His assessment, he said, was that the reactor was planned to be part of a weapons program, but in an apparent reference to the Iraq WMD mistake, the briefer said, “There are lessons learned that are — that came out of previous experience about how to put more rigor into our process. So there’s a difference between evidence and an assessment.”
In his memoir, Bush described the debate about the Syrian reactor, writing that Hayden and the other intelligence experts “had only low confidence of a Syrian nuclear weapons program.”

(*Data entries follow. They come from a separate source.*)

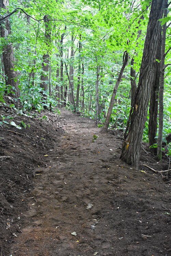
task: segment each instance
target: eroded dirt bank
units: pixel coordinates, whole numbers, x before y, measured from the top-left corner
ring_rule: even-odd
[[[66,110],[61,114],[64,131],[34,152],[33,190],[18,198],[25,210],[19,209],[11,225],[21,231],[6,241],[9,254],[3,256],[171,255],[170,183],[121,161],[119,136],[101,134],[94,121]],[[45,165],[38,165],[41,154]]]

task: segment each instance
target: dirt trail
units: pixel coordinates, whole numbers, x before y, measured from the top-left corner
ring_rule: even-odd
[[[12,256],[171,255],[169,185],[120,160],[119,137],[61,114],[65,132],[43,153],[47,167],[37,169]]]

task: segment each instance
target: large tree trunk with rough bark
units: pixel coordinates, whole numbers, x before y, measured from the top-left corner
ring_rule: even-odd
[[[161,32],[159,34],[156,59],[160,59],[161,45]],[[153,73],[153,79],[152,84],[151,95],[149,108],[148,120],[148,139],[149,145],[151,146],[156,142],[155,138],[157,128],[157,114],[158,113],[158,89],[160,83],[160,63],[156,61],[155,63]],[[156,152],[156,148],[151,148],[153,152]]]
[[[120,157],[137,167],[146,119],[159,34],[166,0],[153,0],[148,24],[138,86],[124,134]]]
[[[0,7],[7,10],[9,5],[9,0],[0,0]],[[3,46],[2,56],[5,76],[6,91],[9,89],[11,93],[9,95],[12,98],[20,96],[17,72],[14,70],[15,58],[13,46],[9,41],[9,35],[11,34],[10,24],[8,18],[6,19],[0,24],[1,43]],[[13,88],[15,88],[15,89]]]
[[[111,98],[111,102],[110,103],[110,105],[108,109],[108,113],[106,116],[106,120],[104,125],[104,126],[102,128],[102,132],[105,132],[108,130],[108,128],[110,122],[110,119],[111,118],[111,114],[112,112],[112,109],[113,107],[113,105],[115,102],[115,99],[117,92],[117,90],[119,87],[119,85],[122,79],[122,76],[123,73],[124,71],[124,69],[126,66],[126,65],[128,62],[128,53],[126,52],[124,53],[124,62],[122,65],[121,70],[119,74],[116,83],[115,87],[113,89],[112,95],[112,98]]]
[[[43,18],[43,19],[45,26],[44,39],[46,52],[43,55],[43,61],[42,63],[43,73],[41,76],[41,82],[40,87],[43,88],[45,91],[47,91],[48,83],[48,76],[49,60],[49,47],[50,47],[51,41],[52,25],[51,21],[49,20],[48,15],[45,15]],[[45,95],[44,95],[44,96],[45,98],[47,97]]]

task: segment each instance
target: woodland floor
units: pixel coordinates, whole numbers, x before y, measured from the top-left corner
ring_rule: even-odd
[[[168,162],[144,145],[132,168],[119,159],[121,134],[61,114],[17,116],[30,128],[0,128],[0,156],[10,157],[0,158],[0,255],[171,255],[170,176],[143,165]]]

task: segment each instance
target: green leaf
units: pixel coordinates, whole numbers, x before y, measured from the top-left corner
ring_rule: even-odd
[[[166,17],[165,18],[163,18],[163,19],[159,19],[159,21],[161,21],[161,26],[162,26],[164,25],[166,22],[169,21],[171,19],[171,18],[170,17]]]
[[[23,122],[23,121],[22,121],[21,122],[21,125],[22,126],[23,126],[23,127],[24,127],[24,128],[25,129],[27,127],[27,125],[26,125],[24,122]]]
[[[11,122],[10,122],[10,125],[12,125],[13,126],[15,126],[15,127],[16,127],[17,126],[17,125],[13,121],[12,121]]]

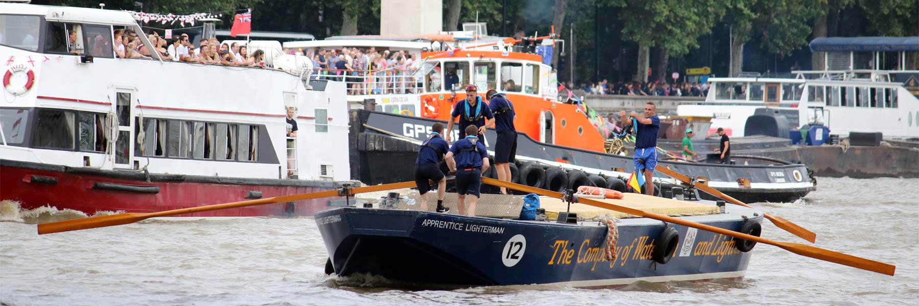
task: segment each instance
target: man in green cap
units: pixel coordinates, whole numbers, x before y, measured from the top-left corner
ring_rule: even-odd
[[[686,136],[683,138],[683,158],[687,161],[692,160],[693,156],[698,158],[698,154],[692,151],[692,129],[686,129]]]

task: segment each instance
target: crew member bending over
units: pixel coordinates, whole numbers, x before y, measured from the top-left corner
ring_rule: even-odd
[[[487,105],[482,103],[482,96],[476,95],[477,88],[474,85],[466,86],[466,98],[457,102],[450,113],[450,121],[447,124],[447,142],[450,142],[450,132],[453,131],[453,121],[460,118],[460,139],[466,135],[478,135],[479,142],[485,142],[485,127],[494,123],[494,116]],[[485,119],[488,119],[487,121]],[[466,127],[475,125],[479,130],[472,133],[466,132]]]
[[[447,212],[450,209],[444,207],[444,191],[447,189],[447,180],[444,179],[444,173],[440,172],[437,164],[444,157],[444,153],[449,150],[447,141],[440,138],[440,133],[444,131],[444,124],[434,123],[431,127],[431,135],[421,143],[418,148],[418,158],[414,160],[414,185],[418,187],[418,193],[421,194],[421,210],[427,210],[427,192],[431,190],[431,183],[437,184],[437,212]],[[430,182],[428,181],[430,180]]]
[[[507,81],[513,85],[513,81]],[[498,179],[511,181],[510,163],[516,157],[516,129],[514,127],[514,104],[505,94],[490,89],[485,96],[490,98],[488,108],[494,114],[494,131],[498,139],[494,142],[494,169],[498,172]],[[507,194],[507,188],[501,187],[502,194]]]
[[[657,107],[653,102],[648,102],[644,106],[644,116],[639,116],[634,111],[626,117],[626,112],[620,110],[619,117],[622,118],[623,124],[631,122],[630,118],[638,120],[635,127],[635,157],[632,162],[635,164],[635,172],[644,174],[645,194],[654,195],[654,166],[657,165],[657,131],[661,129],[661,119],[654,115]]]
[[[457,174],[460,214],[470,217],[475,216],[482,174],[488,170],[488,151],[485,151],[485,145],[475,136],[477,130],[475,125],[466,127],[466,134],[470,136],[457,141],[450,147],[450,152],[447,153],[447,166],[450,172]]]

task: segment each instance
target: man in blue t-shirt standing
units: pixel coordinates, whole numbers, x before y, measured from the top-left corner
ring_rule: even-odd
[[[485,144],[485,127],[494,123],[494,115],[488,106],[482,102],[482,96],[477,95],[477,88],[474,85],[466,85],[466,98],[457,102],[453,106],[453,112],[450,113],[450,121],[447,123],[447,142],[450,142],[450,132],[453,131],[453,121],[460,119],[460,139],[466,135],[479,136],[479,142]],[[474,125],[479,127],[474,134],[467,134],[466,127]]]
[[[441,158],[449,150],[447,141],[440,138],[444,131],[444,124],[434,123],[431,135],[418,148],[418,158],[414,160],[414,185],[421,195],[421,210],[427,210],[427,192],[431,190],[431,182],[437,184],[437,212],[447,212],[450,209],[444,206],[444,192],[447,190],[447,180],[440,172]]]
[[[488,170],[488,151],[485,151],[485,145],[479,142],[479,138],[475,137],[477,129],[474,125],[466,127],[466,133],[470,136],[457,141],[447,153],[447,166],[450,172],[457,174],[460,214],[470,217],[475,217],[482,174]]]
[[[494,131],[498,134],[494,141],[494,169],[498,172],[498,179],[511,181],[510,163],[516,158],[516,128],[514,127],[514,104],[505,94],[490,89],[485,93],[490,99],[488,109],[494,114]],[[501,187],[502,194],[507,194],[507,189]]]
[[[652,179],[654,176],[654,166],[657,165],[657,131],[661,130],[661,119],[654,115],[656,111],[657,107],[653,102],[648,102],[644,106],[643,117],[634,111],[626,117],[625,111],[619,111],[623,124],[631,122],[630,118],[638,120],[638,125],[635,127],[635,157],[632,157],[632,162],[635,163],[635,172],[644,174],[645,194],[650,196],[654,195],[654,184]]]

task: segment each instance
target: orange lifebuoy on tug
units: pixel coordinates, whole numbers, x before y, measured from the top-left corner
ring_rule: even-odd
[[[440,114],[440,104],[432,96],[425,96],[421,106],[421,116],[424,118],[437,119]]]
[[[13,86],[10,84],[10,79],[13,78],[13,74],[20,72],[26,74],[26,84],[24,84],[22,86]],[[25,93],[28,93],[30,89],[32,89],[33,85],[35,85],[35,72],[33,72],[32,69],[28,68],[28,66],[25,64],[19,64],[9,67],[9,69],[6,69],[6,73],[4,74],[3,75],[4,89],[6,89],[6,92],[16,96],[21,96]]]

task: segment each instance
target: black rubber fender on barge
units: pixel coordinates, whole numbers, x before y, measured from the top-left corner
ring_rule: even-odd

“Mike [Hayden]’s report clarified my decision,” Bush wrote, adding that he called then-Israeli Prime Minister Ehud Olmert, who wanted the United States to destroy the reactor. Bush says he told Olmert, “I cannot justify an attack on a sovereign nation unless my intelligence agencies stand up and say it’s a weapons program.”

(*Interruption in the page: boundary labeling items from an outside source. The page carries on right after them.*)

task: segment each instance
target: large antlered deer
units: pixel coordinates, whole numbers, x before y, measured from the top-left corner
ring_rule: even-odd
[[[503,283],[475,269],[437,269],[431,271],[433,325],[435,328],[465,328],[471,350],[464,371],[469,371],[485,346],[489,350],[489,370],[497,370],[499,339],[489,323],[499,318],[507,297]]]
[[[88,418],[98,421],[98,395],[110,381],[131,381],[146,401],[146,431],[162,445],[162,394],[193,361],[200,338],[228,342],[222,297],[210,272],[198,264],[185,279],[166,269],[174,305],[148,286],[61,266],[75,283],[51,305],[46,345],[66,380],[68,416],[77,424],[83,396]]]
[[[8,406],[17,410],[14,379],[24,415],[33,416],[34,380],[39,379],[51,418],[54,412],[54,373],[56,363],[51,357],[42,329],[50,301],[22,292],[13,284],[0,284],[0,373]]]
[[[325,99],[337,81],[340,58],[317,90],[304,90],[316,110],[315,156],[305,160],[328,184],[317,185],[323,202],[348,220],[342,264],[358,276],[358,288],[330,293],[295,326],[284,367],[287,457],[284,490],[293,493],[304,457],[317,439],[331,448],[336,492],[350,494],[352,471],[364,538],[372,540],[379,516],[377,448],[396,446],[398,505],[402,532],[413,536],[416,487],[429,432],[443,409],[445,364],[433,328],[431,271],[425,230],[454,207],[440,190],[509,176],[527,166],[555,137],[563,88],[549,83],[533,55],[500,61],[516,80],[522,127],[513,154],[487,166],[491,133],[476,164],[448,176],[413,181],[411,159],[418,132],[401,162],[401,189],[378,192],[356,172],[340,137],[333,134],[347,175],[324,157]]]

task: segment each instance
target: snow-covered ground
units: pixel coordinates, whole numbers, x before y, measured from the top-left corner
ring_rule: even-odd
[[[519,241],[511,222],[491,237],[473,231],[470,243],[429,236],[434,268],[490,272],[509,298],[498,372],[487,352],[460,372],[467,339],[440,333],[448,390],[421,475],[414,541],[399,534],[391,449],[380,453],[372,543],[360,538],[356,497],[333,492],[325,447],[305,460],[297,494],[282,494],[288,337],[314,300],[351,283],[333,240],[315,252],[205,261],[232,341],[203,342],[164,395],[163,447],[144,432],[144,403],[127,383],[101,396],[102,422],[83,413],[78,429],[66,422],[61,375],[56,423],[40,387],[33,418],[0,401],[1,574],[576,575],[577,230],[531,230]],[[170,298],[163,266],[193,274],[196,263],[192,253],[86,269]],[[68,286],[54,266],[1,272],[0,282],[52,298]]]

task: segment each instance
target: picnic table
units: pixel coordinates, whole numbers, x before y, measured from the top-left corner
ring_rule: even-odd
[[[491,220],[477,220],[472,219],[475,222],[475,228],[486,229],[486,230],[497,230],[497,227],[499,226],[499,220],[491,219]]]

Bush didn’t reveal, however, that his vice president wanted a military strike in the face of “low confidence” intelligence that the reactor was part of a nuclear weapons program. Cheney said he wanted the United States to commit an act of war to send a message, demonstrate seriousness and enhance credibility — a frightening prospect given the doubts.

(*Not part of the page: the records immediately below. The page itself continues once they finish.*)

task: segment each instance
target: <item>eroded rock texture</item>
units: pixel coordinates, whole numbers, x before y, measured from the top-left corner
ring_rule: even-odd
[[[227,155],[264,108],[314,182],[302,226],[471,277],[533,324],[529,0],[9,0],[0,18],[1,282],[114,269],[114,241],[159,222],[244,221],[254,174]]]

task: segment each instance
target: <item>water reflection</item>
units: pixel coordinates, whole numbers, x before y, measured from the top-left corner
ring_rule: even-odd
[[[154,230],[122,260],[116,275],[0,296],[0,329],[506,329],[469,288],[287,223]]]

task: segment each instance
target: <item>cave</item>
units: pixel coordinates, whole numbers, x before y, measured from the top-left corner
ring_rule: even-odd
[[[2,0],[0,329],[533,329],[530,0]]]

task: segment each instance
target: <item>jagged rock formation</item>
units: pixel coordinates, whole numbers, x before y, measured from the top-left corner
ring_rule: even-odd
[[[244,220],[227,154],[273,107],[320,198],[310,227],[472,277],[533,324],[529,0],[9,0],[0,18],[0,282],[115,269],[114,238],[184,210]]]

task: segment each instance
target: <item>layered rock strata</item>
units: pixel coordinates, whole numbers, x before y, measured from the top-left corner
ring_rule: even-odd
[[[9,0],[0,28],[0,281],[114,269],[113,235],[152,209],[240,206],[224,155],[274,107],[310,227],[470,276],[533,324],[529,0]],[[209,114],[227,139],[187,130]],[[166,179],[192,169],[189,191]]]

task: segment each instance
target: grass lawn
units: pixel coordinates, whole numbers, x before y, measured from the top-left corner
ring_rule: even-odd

Two participants in the key National Security Council meeting in June 2007 said that after Cheney, the “lone voice,” made his arguments, Bush rolled his eyes.
At the CIA afterward, the group of specialists who had worked for months on the Syrian reactor issue were pleased they had succeeded in avoiding the overreaching so evident in the Iraq WMD case. So they issued a very limited-circulation memorial coin. One side showed a map of Syria with a star at the site of the former reactor. On the other side the coin said, “No core/No war.”
Bob Woodward is an associate editor of The Post. His assistant, Evelyn M. Duffy, contributed to this column.